Frowning, he circled the island of shelves at the centre of the store.
“Where are the pain killers hiding?”
“They’re back here by the cigarettes.”
“What are they doing back there?” he asked, approaching the counter, over which she bent on her elbows.
“Well, Mr Raji moved them. Kids have been stealing them.”
“Yeah that’s what he said. I caught one of them once, you know?”
“What do they steal them for?”
“I don’t know. Kid’s only a year or two younger than me. I think they’re taking them for fun.”
With a short concerned nod he put the butter on the counter, then cleared his throat.
“Well you can be dead certain I’m not taking them for fun,” he said.

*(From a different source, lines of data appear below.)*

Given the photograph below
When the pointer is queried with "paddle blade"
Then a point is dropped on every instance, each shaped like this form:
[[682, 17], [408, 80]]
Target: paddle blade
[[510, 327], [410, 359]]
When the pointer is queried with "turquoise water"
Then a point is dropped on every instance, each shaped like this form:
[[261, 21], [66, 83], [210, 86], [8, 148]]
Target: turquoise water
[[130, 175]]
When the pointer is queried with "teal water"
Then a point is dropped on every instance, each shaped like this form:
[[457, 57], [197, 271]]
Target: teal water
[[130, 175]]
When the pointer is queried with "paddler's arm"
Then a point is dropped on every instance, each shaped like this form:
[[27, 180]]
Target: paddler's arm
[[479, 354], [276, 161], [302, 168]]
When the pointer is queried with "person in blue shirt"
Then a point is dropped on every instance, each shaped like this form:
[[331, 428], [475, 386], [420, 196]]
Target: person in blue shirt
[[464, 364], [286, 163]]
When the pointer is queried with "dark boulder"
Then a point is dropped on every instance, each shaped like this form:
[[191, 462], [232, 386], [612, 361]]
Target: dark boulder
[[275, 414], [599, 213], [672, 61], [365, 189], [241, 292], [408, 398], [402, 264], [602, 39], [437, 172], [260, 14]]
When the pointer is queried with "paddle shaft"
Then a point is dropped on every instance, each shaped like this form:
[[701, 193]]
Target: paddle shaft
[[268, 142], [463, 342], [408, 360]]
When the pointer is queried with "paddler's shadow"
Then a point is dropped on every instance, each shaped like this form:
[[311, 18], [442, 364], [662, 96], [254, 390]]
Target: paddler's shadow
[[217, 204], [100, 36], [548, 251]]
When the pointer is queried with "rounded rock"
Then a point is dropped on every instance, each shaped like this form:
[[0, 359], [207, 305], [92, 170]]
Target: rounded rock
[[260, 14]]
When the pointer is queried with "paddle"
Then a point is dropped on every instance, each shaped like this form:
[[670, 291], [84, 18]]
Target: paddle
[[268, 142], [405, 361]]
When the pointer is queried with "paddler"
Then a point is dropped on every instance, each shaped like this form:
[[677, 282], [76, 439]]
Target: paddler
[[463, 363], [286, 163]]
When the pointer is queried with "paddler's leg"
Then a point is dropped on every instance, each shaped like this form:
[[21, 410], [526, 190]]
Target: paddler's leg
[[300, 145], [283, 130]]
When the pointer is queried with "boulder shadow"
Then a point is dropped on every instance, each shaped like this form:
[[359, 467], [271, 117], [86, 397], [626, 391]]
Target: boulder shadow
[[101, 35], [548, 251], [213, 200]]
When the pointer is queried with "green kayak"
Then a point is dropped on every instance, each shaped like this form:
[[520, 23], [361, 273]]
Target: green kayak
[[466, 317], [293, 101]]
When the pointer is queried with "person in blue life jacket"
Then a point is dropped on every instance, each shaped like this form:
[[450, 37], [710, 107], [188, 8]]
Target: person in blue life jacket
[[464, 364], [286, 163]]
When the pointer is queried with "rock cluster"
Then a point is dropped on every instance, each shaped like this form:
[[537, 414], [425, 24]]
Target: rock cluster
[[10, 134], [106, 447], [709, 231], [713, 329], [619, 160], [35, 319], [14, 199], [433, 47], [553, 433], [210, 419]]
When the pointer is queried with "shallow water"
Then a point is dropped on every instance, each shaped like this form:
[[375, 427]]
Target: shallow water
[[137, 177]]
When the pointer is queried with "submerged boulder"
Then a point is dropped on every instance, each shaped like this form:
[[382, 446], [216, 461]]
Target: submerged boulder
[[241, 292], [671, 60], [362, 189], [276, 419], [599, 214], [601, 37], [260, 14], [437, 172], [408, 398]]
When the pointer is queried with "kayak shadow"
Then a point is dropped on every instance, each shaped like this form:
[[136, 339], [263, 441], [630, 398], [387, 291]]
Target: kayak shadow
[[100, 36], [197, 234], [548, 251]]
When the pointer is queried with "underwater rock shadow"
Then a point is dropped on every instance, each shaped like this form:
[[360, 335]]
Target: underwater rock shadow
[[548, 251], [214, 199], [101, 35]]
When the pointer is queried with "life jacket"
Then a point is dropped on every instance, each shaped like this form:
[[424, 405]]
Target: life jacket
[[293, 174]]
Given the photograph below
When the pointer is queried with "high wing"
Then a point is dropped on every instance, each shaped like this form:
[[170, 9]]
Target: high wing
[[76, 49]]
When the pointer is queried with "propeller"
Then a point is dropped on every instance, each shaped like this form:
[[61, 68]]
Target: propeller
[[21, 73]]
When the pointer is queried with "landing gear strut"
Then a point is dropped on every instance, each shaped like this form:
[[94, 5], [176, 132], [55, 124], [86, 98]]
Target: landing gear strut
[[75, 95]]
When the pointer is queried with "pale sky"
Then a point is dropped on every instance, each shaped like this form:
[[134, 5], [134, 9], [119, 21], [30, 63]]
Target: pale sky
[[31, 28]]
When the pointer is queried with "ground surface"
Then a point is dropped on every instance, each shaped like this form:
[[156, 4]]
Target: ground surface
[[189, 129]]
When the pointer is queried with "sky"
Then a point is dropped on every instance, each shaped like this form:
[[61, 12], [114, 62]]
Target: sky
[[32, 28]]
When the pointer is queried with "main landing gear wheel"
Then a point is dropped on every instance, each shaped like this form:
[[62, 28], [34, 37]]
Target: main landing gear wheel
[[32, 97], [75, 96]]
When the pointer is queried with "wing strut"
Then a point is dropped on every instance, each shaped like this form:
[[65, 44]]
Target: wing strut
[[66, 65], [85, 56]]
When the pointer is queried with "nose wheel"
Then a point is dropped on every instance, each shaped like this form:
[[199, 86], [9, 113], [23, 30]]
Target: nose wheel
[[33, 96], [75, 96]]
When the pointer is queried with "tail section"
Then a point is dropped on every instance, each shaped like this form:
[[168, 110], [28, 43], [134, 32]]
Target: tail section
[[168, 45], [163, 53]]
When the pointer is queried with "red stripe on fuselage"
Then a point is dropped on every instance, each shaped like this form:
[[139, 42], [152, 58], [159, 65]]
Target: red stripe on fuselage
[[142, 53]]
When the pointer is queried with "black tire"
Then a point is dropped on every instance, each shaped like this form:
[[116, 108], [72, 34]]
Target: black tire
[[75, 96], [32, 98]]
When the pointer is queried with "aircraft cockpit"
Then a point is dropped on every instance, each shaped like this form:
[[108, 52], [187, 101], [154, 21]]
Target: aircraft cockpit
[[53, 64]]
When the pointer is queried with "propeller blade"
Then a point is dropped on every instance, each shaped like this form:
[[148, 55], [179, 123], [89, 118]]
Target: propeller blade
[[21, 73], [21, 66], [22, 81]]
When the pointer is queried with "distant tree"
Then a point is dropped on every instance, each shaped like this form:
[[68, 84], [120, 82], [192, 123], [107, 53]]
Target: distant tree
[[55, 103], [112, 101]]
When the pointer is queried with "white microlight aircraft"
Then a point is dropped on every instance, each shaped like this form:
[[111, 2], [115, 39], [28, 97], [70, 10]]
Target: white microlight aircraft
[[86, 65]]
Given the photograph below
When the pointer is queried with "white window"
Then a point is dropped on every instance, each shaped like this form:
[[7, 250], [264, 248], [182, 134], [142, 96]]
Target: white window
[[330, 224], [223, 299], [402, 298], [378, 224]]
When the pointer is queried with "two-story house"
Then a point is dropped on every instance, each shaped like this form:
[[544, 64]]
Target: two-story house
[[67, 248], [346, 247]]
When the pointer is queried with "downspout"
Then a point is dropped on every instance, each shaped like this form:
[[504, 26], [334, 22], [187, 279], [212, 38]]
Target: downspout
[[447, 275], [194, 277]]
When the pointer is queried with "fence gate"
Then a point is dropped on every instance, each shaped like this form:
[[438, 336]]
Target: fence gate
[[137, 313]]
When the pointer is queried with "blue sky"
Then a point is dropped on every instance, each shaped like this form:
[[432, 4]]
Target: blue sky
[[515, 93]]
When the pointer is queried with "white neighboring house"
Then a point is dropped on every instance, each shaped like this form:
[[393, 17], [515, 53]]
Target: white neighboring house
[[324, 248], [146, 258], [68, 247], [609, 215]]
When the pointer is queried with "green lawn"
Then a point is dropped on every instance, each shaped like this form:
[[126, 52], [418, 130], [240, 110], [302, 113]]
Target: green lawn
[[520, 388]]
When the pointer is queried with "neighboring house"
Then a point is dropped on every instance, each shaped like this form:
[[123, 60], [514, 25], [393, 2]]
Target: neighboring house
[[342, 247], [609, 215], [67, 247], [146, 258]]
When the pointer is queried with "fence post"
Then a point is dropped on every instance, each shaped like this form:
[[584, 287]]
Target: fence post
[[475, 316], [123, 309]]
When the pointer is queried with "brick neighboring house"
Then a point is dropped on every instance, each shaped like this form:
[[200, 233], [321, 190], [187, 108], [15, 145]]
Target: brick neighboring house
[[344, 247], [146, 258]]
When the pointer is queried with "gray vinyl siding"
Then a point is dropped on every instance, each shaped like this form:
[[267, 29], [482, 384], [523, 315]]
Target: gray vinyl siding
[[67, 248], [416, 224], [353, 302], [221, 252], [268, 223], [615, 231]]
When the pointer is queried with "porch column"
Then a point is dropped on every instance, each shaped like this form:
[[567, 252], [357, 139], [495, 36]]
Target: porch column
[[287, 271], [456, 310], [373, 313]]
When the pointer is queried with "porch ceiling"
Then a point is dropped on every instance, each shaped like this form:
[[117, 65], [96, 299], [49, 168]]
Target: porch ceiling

The girl didn’t meet his gaze, but flashed a timid smile. “No I didn’t mean anything like that.”
“Oh, I know. I’m just saying, you can’t have too much fun with these things,” he eyed a cigarette pack and shot it with his finger. “I’ll take a pack of them Pall Mall 25s and a box of Panadein.”
He paid, they thanked each other then he left. In the dim fluorescent night, moths beat about the lone street light in delirious elliptical whirls and beat against the glass shopfront.
He looked up as his lights came on and the engine started, she wasn’t moving, she was just watching the car. When the engine crunched into reverse he saw her replace the chewing gum and check her mobile phone for the time and for any contact she may have missed.
He placed the butter beside the covered pot of potatoes on the chopping board, then swallowed a pair of pain killers. On his way back outside, he heard his wife call, “You want to mash those?”
“I will in a minute,” he called back, before sliding the door closed behind him and lighting a cigarette.
To the quiet clink of knife and fork against each other and the noir big band sounds of the crime drama on the television. Husband and wife spoke, sitting next to each other on the couch.